In your polling company, invoices and receipts are often submitted as photos or scans of the paper documents. Sometimes the scan is poor and the paper is creased or damaged. You want to know if Azure AI Document Intelligence can get this information into your databases more efficiently than manual data entry.
Here, you'll learn about the prebuilt models that handle financial, identity, and tax documents.
Using the invoice model
Your business both issues invoices and receives them from partner organization. There might be many different formats on paper or in digitized forms and some will have been scanned poorly at odd angles or from creased paper.
The invoice model in Azure AI Document Intelligence can handle these challenges and uses the features of the read model to extract text from invoice scans. In addition, it extracts specific fields that are commonly used on invoices including:
- Customer name and reference ID
- Purchase order number
- Invoice and due dates
- Details about the vendor, such as name, tax ID, physical address.
- Similar details about the customer.
- Billing and shipping addresses.
- Amounts such as total tax, invoice total, and amount due.
Invoices also feature lines, usually in a table, each of which is one purchased item. For each line, the invoice model identifies details including:
- The description and product code of the product or service invoiced.
- Amounts such as the unit price, the quantity of items, the tax incurred, and the line total.
Using the receipt model
Receipts have similar fields and structures to invoices, but they record amounts paid instead of amounts charged. Azure AI Document Intelligence faces the same challenges of poor scanning or digitization but can reliably identify fields including:
- Merchant details such a name, phone number, and address.
- Amounts such as receipt total, tax, and tip.
- The date and time of the transaction.
As for invoices, receipts often include a table of items, each of which is a product or service purchased. For each of these lines, the model recognizes:
- The name of the item.
- The quantity of the item purchased.
- The unit price of the item.
- The total price for that quantity.
Note
In Azure AI Document Intelligence v3.0 and later, the receipt model supports single-page hotel receipt processing.

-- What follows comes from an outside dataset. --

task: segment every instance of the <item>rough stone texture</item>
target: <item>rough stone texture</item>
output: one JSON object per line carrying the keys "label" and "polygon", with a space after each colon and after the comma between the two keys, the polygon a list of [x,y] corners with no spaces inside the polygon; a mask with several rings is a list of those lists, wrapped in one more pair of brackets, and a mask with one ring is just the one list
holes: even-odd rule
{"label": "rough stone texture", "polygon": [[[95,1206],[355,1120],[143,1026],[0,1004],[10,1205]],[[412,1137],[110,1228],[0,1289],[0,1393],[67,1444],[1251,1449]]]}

If a receipt is classified as a hotel receipt, the model extracts extra relevant fields such as arrival and departure dates.
Using the ID document model
The ID document model is trained to analyze two types of identity document:
- United States drivers licenses.
- International passports.
Note
Only the biographical pages of passports can be analyzed. Visas and other travel documents are not supported.

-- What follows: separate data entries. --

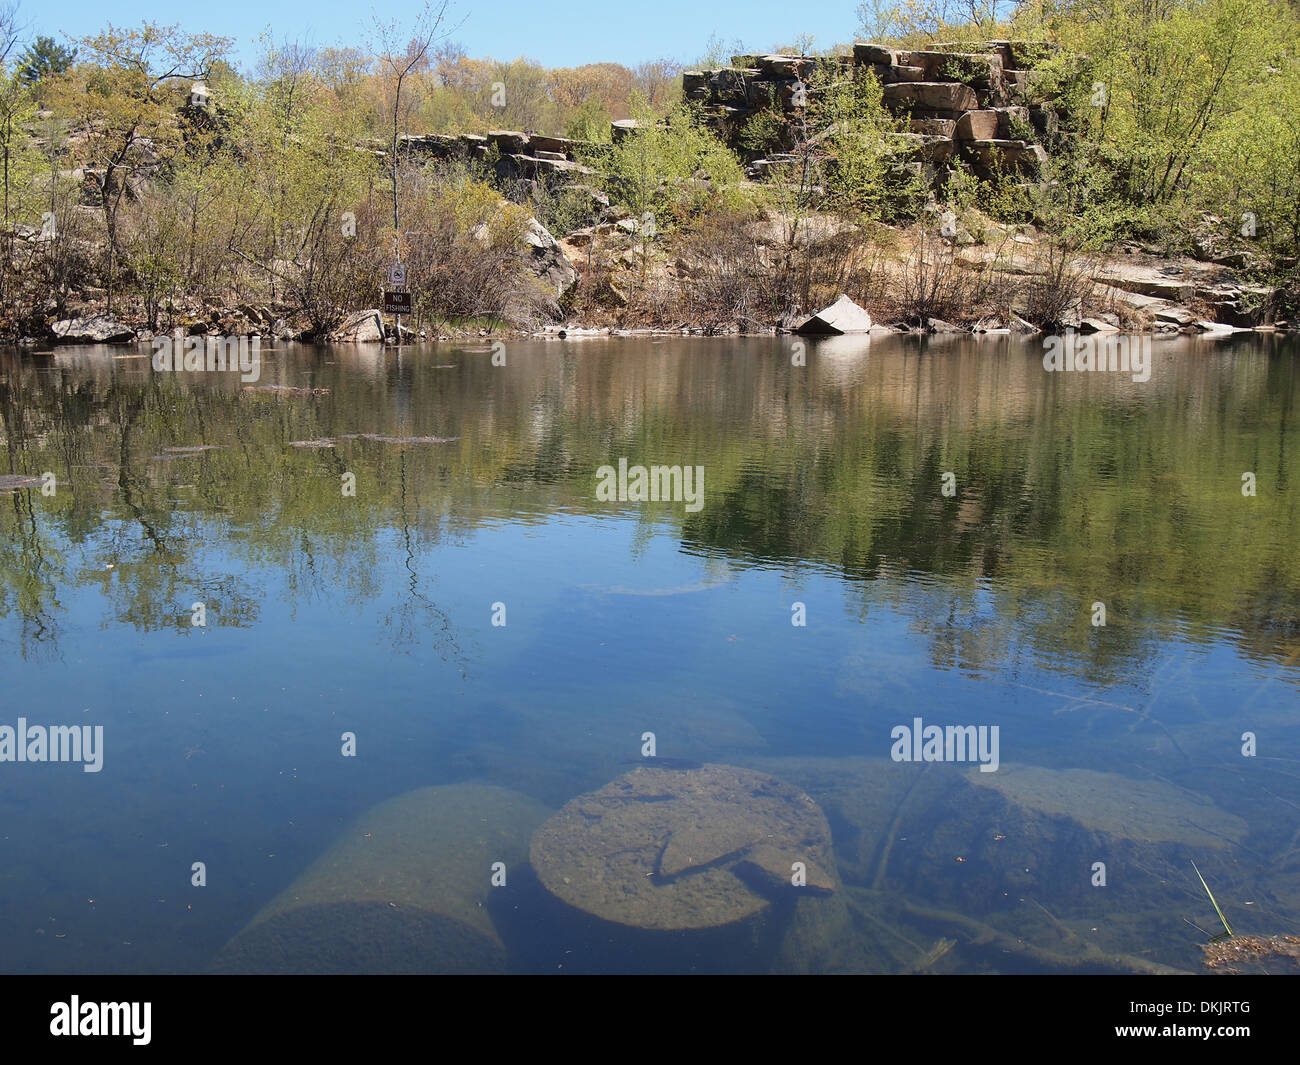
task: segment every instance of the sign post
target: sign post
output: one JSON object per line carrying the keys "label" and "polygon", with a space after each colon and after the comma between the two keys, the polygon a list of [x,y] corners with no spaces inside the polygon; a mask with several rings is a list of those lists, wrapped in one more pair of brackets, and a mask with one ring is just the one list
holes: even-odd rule
{"label": "sign post", "polygon": [[411,293],[406,287],[406,264],[395,262],[388,269],[391,289],[384,291],[384,313],[396,315],[397,343],[402,343],[402,315],[411,313]]}

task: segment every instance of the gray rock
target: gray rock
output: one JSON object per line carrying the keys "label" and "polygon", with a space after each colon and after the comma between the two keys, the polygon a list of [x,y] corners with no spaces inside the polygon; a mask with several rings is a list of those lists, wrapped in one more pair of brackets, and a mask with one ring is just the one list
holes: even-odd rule
{"label": "gray rock", "polygon": [[974,156],[976,163],[985,168],[1002,165],[1036,172],[1047,164],[1047,152],[1042,145],[1025,141],[991,138],[970,141],[964,147]]}
{"label": "gray rock", "polygon": [[490,129],[487,139],[488,143],[495,144],[503,155],[522,152],[528,146],[528,134],[514,129]]}
{"label": "gray rock", "polygon": [[106,314],[89,314],[55,322],[50,331],[64,344],[127,344],[135,339],[135,330]]}
{"label": "gray rock", "polygon": [[969,333],[970,330],[960,325],[954,325],[952,322],[945,322],[942,318],[929,318],[926,325],[931,333]]}
{"label": "gray rock", "polygon": [[524,240],[532,249],[533,273],[545,283],[555,299],[561,300],[578,281],[578,271],[569,262],[564,249],[536,218],[528,220]]}
{"label": "gray rock", "polygon": [[1186,307],[1162,307],[1156,311],[1157,322],[1172,322],[1174,325],[1191,325],[1200,319],[1200,315]]}
{"label": "gray rock", "polygon": [[[325,440],[299,441],[310,447]],[[368,810],[218,953],[221,973],[497,973],[493,862],[513,880],[550,811],[505,788],[421,788]],[[508,897],[508,896],[507,896]]]}
{"label": "gray rock", "polygon": [[927,137],[946,137],[951,140],[957,132],[957,123],[951,118],[914,118],[908,123],[908,129]]}
{"label": "gray rock", "polygon": [[898,53],[894,49],[867,41],[858,41],[853,45],[853,59],[857,63],[878,63],[890,67],[898,65]]}
{"label": "gray rock", "polygon": [[565,156],[572,155],[578,147],[578,142],[568,137],[548,137],[542,133],[530,133],[528,143],[534,152],[559,152]]}
{"label": "gray rock", "polygon": [[355,311],[329,335],[330,340],[352,344],[382,344],[384,318],[376,309]]}
{"label": "gray rock", "polygon": [[1104,318],[1084,318],[1079,322],[1080,333],[1118,333],[1119,329]]}
{"label": "gray rock", "polygon": [[640,129],[641,123],[635,118],[616,118],[609,124],[609,127],[610,133],[613,135],[615,143],[617,143]]}
{"label": "gray rock", "polygon": [[742,921],[777,898],[834,892],[839,879],[817,804],[725,765],[635,769],[565,805],[529,854],[543,886],[570,906],[665,931]]}
{"label": "gray rock", "polygon": [[994,140],[998,135],[998,113],[988,111],[967,111],[957,120],[953,136],[959,141]]}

The ID document model can extract fields including:
- First and last names.
- Personal information such as sex, date of birth, and nationality.
- The country and region where the document was issued.

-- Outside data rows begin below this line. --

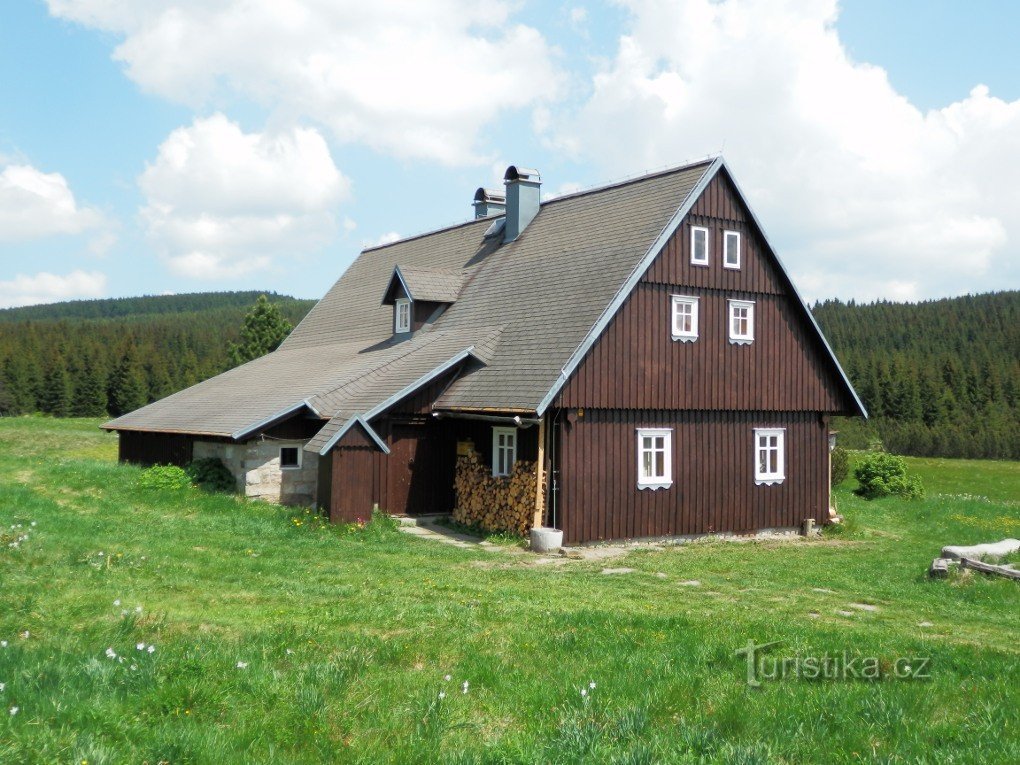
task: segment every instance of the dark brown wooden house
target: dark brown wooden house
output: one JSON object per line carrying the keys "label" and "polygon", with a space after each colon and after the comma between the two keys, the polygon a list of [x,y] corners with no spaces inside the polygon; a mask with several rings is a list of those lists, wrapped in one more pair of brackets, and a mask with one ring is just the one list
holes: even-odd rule
{"label": "dark brown wooden house", "polygon": [[866,416],[722,158],[367,249],[279,350],[108,423],[334,520],[449,511],[458,453],[533,464],[568,543],[828,520],[829,418]]}

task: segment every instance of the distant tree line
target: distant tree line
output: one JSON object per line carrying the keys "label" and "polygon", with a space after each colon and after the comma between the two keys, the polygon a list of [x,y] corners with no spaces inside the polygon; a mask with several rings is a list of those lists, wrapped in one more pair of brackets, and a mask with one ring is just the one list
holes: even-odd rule
{"label": "distant tree line", "polygon": [[[314,304],[260,294],[0,311],[0,415],[119,416],[226,371],[260,355],[265,343],[278,345]],[[245,320],[249,309],[254,323]],[[282,333],[274,316],[285,324]]]}
{"label": "distant tree line", "polygon": [[846,445],[1020,459],[1020,292],[813,312],[871,415],[838,426]]}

- Unique numbers such as the document number and machine readable zone.
- Endorsements, restrictions, and vehicle classifications.
Important
Since much of the data extracted by the ID document model is personal, it is of a sensitive nature and covered by data protection laws in most jurisdictions. Be sure that you have the permission of the individual to store their data and comply with all legal requirements in the way you handle this information.
Using the business card model
Business cards are a popular way to exchange contact information quickly and often include branding, unusual fonts, and graphic design elements. Fields that the business card model can extract include:
- First and last names.
- Postal addresses.
- Email and website addresses.
- Various telephone numbers.
Using other prebuilt models
Azure AI Document Intelligence offers several prebuilt models, with new models being released regularly. Before training a custom model, it's worth verifying if your use case can be analyzed accurately with one of these prebuilt models. Using a prebuilt model will benefit from rigorous testing, updated model versions, and reduced cost compared to a custom model.